Each time a son, the son, the only one. At the expense of Sarah, Hagar, and Ishmael. Should it be said that these three, and everything they were to represent in the future, were the first to be sacrificed? Each time the son is lost and saved by the father, by the father alone. A story of men (Jacques Derrida, The Gift of Death, 110).
I am tempted to leave these two quotes alone (maybe, if the mood were right…). Hart’s quote is so stridently productive, virile, and determined. This is clearly a birth scene the father wishes he didn’t have to see: not just misbegotten, but very much so, a distant unfelt–dis–passionate–anguish, the wayward birth of the West’s (singular!) own, internal struggle. What kind of birth is this–an internal affair? And who is this one who is normally so in control of his–his?–(re)productions? Yes, him, a father, for, as Derrida says, it’s the always the son who is lost and must be saved by a father, the father, alone: that is the burden of a certain consanguinity.
My previous post challenged a certain genealogy, a history of the secular state as theology’s misbegotten child. Misbegotten, and so, one that is the illegitimate offspring of a proper, true, Christianity (and so, one for which Christianity is not responsible: who could have foreseen this monstrous child?). Yet, it is the child of theology, and thus, one whom only the father can save. To save the world from this monstrous horror, we need to reinvigorate that father who can so thoroughly determine and control his offspring (Christian politics as a matter of controlling the drift in Christian, communal (re)production, and, bringing those wayward children back under the father’s responsible hand).

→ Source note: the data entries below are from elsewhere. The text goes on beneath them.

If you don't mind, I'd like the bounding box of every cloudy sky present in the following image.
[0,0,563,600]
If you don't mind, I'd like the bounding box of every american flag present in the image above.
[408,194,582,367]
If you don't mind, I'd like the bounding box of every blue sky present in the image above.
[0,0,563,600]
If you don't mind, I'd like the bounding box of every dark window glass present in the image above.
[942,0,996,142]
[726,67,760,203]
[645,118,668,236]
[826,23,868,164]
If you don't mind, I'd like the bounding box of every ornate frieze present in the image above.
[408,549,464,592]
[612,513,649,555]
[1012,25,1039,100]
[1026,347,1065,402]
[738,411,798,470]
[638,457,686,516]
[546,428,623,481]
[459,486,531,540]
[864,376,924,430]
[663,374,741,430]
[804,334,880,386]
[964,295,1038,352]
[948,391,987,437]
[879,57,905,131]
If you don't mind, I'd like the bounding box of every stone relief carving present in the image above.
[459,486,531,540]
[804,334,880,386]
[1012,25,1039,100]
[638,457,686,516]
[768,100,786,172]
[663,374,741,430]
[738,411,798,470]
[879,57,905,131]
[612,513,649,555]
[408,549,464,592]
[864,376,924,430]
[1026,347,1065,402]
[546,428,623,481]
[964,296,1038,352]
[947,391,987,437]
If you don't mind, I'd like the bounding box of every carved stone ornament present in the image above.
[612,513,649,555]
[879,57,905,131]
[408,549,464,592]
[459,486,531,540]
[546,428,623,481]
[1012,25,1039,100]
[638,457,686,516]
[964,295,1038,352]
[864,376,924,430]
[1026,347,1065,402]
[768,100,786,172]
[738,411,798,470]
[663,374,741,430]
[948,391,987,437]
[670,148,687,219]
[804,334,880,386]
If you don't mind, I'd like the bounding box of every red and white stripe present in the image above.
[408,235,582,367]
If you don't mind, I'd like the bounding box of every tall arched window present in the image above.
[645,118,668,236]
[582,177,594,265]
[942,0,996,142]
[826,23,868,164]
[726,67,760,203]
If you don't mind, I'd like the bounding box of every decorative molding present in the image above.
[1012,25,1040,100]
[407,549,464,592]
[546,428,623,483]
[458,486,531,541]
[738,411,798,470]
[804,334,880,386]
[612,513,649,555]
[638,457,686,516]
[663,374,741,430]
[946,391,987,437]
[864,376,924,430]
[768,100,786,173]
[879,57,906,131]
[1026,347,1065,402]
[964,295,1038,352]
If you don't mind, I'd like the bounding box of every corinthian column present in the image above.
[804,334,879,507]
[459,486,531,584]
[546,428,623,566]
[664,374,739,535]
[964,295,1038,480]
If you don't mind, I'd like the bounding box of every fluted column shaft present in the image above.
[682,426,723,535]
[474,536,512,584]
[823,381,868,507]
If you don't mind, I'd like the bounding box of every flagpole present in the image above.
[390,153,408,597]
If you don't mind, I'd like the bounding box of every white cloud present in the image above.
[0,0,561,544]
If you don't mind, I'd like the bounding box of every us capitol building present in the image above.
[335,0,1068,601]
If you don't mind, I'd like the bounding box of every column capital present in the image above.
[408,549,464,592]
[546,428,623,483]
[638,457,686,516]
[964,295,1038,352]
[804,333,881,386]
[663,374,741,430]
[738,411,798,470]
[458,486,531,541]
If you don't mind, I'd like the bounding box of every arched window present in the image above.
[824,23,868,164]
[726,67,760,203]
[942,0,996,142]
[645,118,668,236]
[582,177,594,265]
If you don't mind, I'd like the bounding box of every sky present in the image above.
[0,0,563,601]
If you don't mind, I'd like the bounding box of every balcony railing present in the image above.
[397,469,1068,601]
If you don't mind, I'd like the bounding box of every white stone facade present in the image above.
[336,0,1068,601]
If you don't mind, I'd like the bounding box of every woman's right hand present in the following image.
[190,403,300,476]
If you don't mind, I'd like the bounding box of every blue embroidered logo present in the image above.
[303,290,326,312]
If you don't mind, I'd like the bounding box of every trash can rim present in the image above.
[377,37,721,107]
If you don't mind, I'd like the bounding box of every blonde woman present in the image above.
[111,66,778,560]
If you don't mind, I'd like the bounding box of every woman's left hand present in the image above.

My counter-argument runs the risk of reproducing this genealogical concern: against the salvific narrative (the church could have prevented and is the only community now capable of saving the world from colonial modernity), I gave an insistent reminder that Christianity produced this colonial world. I stand by such risky encounters but want to point out how this alternate genealogy can also function to breach the patrilineal anxieties of these historical genealogies. For the concern is not to imagine a proper control or mode of reproduction.
In the space between the two quotes, let us (us?) attend to a third voice (what kind of productive scene is this!): What is dead and what will live share the same bed. Tomb-cradle: another definition of Stigma (Hélène Cixous, Stigmata, xiv). The stigma is that which pricks or pierces, and also, a sign of fertilization: the stigma is a little magic uterus. In the cavity resurrection is hatched (ibid).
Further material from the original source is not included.